Despertamos y no quedaba nadie. Solo nosotros y el tufo a soledad. Ese que queda de la mezcla de miados, de vómitos, de humores, de saliva en las boquillas de las botellas vacías de cerveza. Despertamos y no quedaba nadie. Solo nosotros, el tufo a miados, el sol de mediodía y el monte que todo lo mira y todo lo calla.
Despertamos y no quedaba nadie. Se lo llevaron todo. Se llevaron la tarima, la música, las botellas de aguardiente, los cuetes de vara, las muchachas que bailaban y los tamales.
Se llevaron la risa de Anselmo, que cayó en cuenta de que se llevaron las gallinas que tenía en el solar. Se llevaron el espíritu de don Nazario, que ahora entiende por qué le pidieron la llave de la alcaldía. Se llevaron también los gritos de Telma, que no encuentra a su hijo Antonio por ningún lado.

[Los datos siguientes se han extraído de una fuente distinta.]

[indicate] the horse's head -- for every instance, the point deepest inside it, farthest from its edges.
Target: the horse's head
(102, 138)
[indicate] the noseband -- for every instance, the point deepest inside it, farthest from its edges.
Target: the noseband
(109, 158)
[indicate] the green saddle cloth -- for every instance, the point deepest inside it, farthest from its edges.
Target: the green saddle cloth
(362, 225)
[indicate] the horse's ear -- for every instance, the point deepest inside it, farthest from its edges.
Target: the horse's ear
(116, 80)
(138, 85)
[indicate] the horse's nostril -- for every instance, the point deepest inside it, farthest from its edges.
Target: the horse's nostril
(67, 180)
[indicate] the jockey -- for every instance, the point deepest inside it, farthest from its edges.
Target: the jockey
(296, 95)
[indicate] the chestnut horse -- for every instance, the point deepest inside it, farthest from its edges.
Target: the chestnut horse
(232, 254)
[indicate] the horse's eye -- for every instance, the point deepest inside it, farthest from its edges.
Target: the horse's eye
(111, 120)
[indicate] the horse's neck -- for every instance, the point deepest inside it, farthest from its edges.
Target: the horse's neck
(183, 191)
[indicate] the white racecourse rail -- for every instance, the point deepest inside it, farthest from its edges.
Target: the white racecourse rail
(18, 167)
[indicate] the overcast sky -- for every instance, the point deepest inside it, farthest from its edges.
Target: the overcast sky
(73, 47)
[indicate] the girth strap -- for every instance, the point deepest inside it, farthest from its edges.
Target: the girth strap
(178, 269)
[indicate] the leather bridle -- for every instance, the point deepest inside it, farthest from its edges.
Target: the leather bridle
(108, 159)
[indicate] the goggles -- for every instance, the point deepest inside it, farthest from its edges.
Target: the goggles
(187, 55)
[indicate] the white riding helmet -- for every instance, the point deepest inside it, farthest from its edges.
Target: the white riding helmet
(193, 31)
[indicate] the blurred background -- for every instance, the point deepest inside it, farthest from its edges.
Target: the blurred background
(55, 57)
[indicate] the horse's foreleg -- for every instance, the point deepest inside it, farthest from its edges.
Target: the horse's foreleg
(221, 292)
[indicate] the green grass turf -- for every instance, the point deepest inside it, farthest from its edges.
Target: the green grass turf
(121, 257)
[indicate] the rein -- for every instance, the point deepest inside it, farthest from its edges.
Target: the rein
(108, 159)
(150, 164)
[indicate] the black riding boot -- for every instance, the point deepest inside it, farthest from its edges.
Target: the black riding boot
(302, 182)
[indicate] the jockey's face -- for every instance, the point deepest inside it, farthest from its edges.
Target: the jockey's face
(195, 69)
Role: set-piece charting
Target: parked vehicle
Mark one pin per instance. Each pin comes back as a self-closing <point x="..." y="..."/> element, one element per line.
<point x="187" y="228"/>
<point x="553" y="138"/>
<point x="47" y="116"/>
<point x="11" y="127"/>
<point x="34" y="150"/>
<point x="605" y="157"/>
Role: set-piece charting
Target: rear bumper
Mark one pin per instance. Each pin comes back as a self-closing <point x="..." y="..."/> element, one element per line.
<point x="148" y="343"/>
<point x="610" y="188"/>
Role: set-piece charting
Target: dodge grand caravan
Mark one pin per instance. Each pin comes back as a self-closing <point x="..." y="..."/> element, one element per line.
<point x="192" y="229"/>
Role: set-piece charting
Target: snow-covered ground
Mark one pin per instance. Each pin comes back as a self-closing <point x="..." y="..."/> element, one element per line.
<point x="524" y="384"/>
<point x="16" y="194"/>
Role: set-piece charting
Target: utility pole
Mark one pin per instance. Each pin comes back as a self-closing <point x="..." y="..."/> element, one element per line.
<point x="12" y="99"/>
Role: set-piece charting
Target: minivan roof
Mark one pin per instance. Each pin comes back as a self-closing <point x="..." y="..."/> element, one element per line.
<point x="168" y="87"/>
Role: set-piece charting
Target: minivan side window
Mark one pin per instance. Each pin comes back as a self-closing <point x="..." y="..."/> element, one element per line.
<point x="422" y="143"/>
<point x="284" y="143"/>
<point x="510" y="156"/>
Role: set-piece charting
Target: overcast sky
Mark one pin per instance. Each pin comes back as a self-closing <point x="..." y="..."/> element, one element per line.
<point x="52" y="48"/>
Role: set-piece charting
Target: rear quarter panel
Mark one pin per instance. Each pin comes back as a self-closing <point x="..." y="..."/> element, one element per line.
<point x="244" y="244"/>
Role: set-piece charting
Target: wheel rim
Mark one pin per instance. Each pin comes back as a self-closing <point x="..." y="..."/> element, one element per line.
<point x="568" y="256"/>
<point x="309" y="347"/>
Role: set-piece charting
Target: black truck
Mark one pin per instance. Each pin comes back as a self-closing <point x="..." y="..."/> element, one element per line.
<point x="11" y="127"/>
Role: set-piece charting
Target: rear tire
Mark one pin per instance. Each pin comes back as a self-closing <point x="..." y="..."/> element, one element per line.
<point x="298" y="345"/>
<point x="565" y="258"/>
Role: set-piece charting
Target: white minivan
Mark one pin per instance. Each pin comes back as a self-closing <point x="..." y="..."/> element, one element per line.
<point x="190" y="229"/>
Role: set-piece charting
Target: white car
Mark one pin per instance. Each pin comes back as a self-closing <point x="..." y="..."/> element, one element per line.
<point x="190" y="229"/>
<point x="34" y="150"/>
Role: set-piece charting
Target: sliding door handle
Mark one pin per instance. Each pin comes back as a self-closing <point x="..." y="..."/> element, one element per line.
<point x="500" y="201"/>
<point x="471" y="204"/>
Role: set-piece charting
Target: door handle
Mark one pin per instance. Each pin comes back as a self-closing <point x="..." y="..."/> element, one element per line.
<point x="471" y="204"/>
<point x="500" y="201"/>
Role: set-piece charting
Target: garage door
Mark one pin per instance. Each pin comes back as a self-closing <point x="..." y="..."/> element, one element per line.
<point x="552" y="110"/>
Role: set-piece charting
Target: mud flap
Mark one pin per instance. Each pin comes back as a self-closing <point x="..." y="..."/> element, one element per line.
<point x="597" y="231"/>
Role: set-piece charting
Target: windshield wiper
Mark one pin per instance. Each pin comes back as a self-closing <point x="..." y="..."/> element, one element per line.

Despertamos y no quedaba nadie. Se llevaron hasta los recuerdos de la noche anterior. Se llevaron las botellas de aguardiente que nos dieron a cambio de nuestros dedos manchados de tinta en un papel.
Se llevaron el agua. Y los cerdos. Y cuando vimos que no nos dejaron ni a los pollos ni a algunos de nuestros hijos que no quisieron venir a bailar, recordamos que llegaron casi a medianoche y que traían la alegría y que nos invitaron a celebrar. Que nos arrancaron de nuestras casas para venir a bailar.
No nos dio tiempo ni de preguntar y ellos no dijeron nada más. El gane de alguien, decían unos. La muerte de algo, decían otros. Que era un triunfo, repetían todos.
Estábamos muy ebrios para preguntar. Y, ahora, seguimos todavía muy ebrios para recordar. Para recordar qué celebrábamos, por qué bailábamos y de dónde dijeron que venían. Despertamos y ya no queda nadie. Ni las luces, ni los cuetes, ni los aplausos ni nuestros hijos.
No nos dio tiempo ni de preguntar y ellos no dijeron nada más. El gane de alguien, decían unos. La muerte de algo, decían otros. Que era un triunfo, repetían todos.